14 residents joined us on a passionately delivered nature walk and talk around the Hogsmill Green Space on Saturday (7th April).

Hogsmill engagement mapAll ages can learn about acid grass and the effect of dog poo on grassland!

...discussing the different pollutants humans put in the river via sewage....
Learning about the pollutants found in sewage

Challoner sewage

 

7 Interesting Facts that I learnt (Lucy):

1. Furzeland House is so named because ‘Furze’ is the kind of gorse that used to cover this area when it was part of the commons….

Furze-bushes-on-Killiney-Hill
Furze – can you imagine this all around Sheephouse Way?

2. There are lots of amazing fish in the river, it’s one of the few chalk streams left as most of them are drying up because of abstraction (where water is removed or diverted from it’s natural source, using pumps, pipes, boreholes or wells).

3. Concrete built up banks and light pollution are some of the human elements of urbanisation which have a real negative impact on local wildlife

4. Chaffinch – was the commonest bird but is now massively decling due to urbanisation

5. Lots of Elm Trees in the meadow behind Richard Challoner – these create hedgerow  which is a really important habitat for butterflies and insects

6. Railway lines create great wildlife corridors…. these are great places for slow worms….

Listening to Alison talk

7. There are roe deer in the Hogsmill!! Who knew! If you keep quiet, you might spot one…. we only spotted a hoof print.

Spot the deer footprint!
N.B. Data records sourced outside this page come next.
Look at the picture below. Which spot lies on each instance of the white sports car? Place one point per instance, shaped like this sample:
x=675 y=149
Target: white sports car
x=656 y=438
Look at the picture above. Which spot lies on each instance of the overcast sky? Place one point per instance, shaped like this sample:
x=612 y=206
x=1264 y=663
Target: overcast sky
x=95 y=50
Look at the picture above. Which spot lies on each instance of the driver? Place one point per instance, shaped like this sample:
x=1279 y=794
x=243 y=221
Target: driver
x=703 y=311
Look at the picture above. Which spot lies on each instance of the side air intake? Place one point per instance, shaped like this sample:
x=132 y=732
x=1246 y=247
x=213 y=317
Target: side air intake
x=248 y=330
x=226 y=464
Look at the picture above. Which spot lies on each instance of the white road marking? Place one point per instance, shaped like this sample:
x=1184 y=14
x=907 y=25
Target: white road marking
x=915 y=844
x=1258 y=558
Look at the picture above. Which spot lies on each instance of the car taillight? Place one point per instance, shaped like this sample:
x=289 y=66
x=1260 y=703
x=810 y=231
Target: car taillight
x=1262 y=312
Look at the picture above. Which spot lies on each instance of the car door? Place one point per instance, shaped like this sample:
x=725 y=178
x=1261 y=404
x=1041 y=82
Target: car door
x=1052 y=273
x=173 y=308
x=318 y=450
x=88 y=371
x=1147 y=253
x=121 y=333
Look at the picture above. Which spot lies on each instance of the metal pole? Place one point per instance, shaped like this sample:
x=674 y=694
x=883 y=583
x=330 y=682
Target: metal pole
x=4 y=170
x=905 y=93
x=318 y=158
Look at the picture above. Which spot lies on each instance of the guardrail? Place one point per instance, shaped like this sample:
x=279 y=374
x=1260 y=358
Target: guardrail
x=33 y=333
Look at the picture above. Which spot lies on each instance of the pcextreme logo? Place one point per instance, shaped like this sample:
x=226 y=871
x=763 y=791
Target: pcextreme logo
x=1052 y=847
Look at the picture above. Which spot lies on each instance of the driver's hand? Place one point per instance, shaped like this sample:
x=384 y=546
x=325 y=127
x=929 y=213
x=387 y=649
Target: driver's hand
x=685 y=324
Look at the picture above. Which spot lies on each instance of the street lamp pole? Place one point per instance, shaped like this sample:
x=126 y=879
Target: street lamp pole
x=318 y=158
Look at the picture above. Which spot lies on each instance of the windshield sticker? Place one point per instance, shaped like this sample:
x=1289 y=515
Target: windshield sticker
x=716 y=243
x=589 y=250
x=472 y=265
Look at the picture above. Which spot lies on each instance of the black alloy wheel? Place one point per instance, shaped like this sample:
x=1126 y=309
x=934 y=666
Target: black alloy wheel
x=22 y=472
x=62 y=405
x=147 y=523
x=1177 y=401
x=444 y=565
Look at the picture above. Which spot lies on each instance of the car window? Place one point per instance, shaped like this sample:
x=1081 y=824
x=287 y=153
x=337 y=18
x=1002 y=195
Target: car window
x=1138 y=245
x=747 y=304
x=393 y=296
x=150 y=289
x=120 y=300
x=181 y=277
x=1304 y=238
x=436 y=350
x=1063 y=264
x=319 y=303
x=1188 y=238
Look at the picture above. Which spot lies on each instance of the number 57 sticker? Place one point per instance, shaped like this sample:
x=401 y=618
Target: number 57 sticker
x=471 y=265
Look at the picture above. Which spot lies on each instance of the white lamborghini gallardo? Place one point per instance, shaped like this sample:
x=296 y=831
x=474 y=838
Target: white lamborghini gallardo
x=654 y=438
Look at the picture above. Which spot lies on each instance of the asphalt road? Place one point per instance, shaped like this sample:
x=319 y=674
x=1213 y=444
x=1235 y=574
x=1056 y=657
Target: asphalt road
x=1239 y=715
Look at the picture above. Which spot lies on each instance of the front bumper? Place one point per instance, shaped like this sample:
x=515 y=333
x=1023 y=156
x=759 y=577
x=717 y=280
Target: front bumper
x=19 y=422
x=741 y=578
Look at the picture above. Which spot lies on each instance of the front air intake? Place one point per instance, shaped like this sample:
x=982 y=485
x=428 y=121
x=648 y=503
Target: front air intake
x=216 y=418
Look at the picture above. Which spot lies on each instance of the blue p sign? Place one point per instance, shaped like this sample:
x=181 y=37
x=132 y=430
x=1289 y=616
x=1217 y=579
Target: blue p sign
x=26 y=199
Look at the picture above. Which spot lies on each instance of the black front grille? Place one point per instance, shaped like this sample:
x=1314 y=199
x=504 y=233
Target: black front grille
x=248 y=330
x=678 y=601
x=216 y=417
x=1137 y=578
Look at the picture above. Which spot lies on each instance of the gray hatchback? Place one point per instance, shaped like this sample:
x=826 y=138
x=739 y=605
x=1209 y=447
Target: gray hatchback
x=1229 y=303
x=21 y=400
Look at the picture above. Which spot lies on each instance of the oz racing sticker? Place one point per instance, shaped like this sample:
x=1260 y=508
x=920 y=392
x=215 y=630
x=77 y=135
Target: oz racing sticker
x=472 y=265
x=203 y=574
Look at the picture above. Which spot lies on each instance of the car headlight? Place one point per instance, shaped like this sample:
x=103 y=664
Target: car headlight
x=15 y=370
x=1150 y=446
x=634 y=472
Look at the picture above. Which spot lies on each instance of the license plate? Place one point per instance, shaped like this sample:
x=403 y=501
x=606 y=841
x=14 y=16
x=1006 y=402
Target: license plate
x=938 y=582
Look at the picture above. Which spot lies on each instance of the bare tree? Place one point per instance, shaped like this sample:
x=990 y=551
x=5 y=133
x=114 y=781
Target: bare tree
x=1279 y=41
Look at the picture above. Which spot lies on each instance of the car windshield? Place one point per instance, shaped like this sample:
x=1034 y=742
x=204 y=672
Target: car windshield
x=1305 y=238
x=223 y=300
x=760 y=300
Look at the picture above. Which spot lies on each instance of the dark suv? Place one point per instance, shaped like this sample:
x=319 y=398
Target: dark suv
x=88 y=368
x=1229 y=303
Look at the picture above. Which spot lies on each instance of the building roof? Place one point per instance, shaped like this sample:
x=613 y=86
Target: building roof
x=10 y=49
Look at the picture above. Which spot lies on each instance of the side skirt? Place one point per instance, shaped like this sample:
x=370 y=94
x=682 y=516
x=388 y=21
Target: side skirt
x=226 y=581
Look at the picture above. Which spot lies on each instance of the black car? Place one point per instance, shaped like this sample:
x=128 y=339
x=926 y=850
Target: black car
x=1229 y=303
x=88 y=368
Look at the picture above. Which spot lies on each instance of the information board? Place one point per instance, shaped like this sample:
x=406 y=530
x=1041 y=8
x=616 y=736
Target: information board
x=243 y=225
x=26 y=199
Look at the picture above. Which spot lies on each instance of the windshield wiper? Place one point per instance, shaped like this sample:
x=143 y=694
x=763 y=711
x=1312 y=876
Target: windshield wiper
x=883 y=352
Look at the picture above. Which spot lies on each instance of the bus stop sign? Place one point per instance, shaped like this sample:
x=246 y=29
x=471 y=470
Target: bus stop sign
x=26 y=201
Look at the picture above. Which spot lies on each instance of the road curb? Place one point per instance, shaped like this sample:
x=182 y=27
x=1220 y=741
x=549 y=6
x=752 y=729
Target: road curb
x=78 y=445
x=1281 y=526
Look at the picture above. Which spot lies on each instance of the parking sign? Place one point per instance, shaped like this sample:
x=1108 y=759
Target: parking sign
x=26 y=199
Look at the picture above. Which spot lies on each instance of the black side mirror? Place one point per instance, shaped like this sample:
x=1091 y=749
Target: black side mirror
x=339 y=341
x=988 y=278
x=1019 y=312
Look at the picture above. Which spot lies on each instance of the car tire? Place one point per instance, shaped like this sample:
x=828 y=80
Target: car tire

There are roe deers in the hogsmill, did you know

Hogsmill task group

The talk was organised by the Malden Manor Community Group, who have an sub-group dedicated to:

  • connecting and engaging local people with the Hogsmill
  • improving access and usability of the space
  • improving the natural environment for local wildlife and plant life to flourish

It was delivered by Alison Fure – a local ecologist who has lived in the area for years and has an in depth knowledge of the local flora and fauna as well as the impact of the rising population on precious green spaces and species.

Alison’s write up of the walk can be found here: https://alisonfure.blogspot.co.uk/

Thank you Alison and all who came and joined us for lively discussions!

We hope to see you at a meeting soon, all new people very welcome 🙂

(see front page of blog for details of upcoming meetings)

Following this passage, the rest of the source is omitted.